3. Hardcore Title Retirement Match: "The Demon" Daffney (c) vs. Lexie Fyfe For the pure drama, this was the main event of the heart. Daffney (RIP, a legend lost too soon) was the reigning champion and the soul of RingDivas. Lexie Fyfe was the wily veteran who had started in the 90s. The gimmick: the loser’s career ends, and the title is retired regardless of outcome. The weapons included a barbed wire baseball bat, a cookie sheet (Indy staple), and a broken kendo stick. At the 14-minute mark, Daffney attempted a top-rope Frankensteiner, but Fyfe reversed it into a powerbomb through a table set up on the floor. Daffney’s leg bent unnaturally. With the referee checking on her, Fyfe dragged Daffney’s limp body into the ring and applied a single-leg crab. The champion clawed for the ropes—there were none (no rope breaks, again). After 22 seconds of screaming, Daffney passed out from pain. Winner and FINAL RingDivas Hardcore Champion: Lexie Fyfe

Fyfe did not celebrate. She picked up Daffney, raised her hand, and threw the title belt into the crowd. A fan in a Motorhead shirt still owns it, reportedly.

In the annals of women’s professional wrestling, there are distinct eras: the "Pioneer Era" of the 1940s, the "Glamour Girls" of the 1980s, the "Attitude Era" crash-fests, and the modern "Evolution" of athletic legitimacy. But nestled in the shadows of 2006 and 2007, there was a digital cult phenomenon that refused to play by any rules. Watching Last Stand 2007 in retrospect, the production

That phenomenon was RingDivas.com.

For the uninitiated, RingDivas was the brainchild of a fervent group of independent wrestlers and producers who believed that women’s wrestling didn't have to choose between "technical mat work" (ala SHIMMER) and "Pillow fights" (mainstream TV). They opted for a third path: Hardcore violence, psychological torment, and adult-oriented storytelling.

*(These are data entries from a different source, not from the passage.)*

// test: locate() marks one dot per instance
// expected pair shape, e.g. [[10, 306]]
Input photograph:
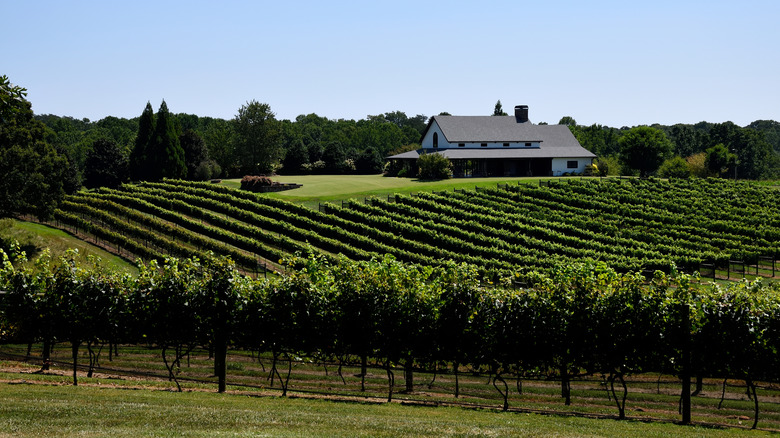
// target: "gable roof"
[[458, 129], [555, 141]]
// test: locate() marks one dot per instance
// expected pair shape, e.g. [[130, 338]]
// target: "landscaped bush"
[[434, 166], [254, 182]]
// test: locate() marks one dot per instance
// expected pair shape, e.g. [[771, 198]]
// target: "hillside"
[[697, 225]]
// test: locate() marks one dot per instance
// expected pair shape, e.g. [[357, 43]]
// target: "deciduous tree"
[[644, 148], [106, 165], [257, 141]]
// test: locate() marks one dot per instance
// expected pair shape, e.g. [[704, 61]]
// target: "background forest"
[[218, 148]]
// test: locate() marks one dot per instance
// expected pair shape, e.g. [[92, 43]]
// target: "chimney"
[[521, 113]]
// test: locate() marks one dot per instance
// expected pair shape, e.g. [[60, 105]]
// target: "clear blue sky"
[[616, 63]]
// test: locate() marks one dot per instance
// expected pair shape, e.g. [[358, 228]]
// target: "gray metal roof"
[[496, 153], [556, 141]]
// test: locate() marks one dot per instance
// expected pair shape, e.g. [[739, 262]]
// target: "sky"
[[614, 63]]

Their final major supercard, cryptically titled "The Last Stand," took place in late 2007. It was less a wrestling show and more a funeral pyre for an era of digital rebellion. This is the story of that night. Furthermore, Last Stand 2007 proved an economic thesis

Unlike most indie shows, RingDivas.com Last Stand 2007 was never released in full. A 20-minute highlight reel appeared on a defunct video site in 2008, but the master tapes are rumored to be held by a private collector in Ohio. This scarcity has turned the event into the "lost gospel" of women’s hardcore wrestling.

For historians, Last Stand represents a crucial DNA strand. Many of the women on that card went on to train the next generation:

Furthermore, Last Stand 2007 proved an economic thesis that the industry ignored for a decade: There is a paying audience for violent, serious women's wrestling. The DVD bootlegs of this event (often selling for $150+ on eBay in the late 2000s) directly foreshadowed the success of promotions like WSU, SHIMMER, and eventually AEW’s women’s division.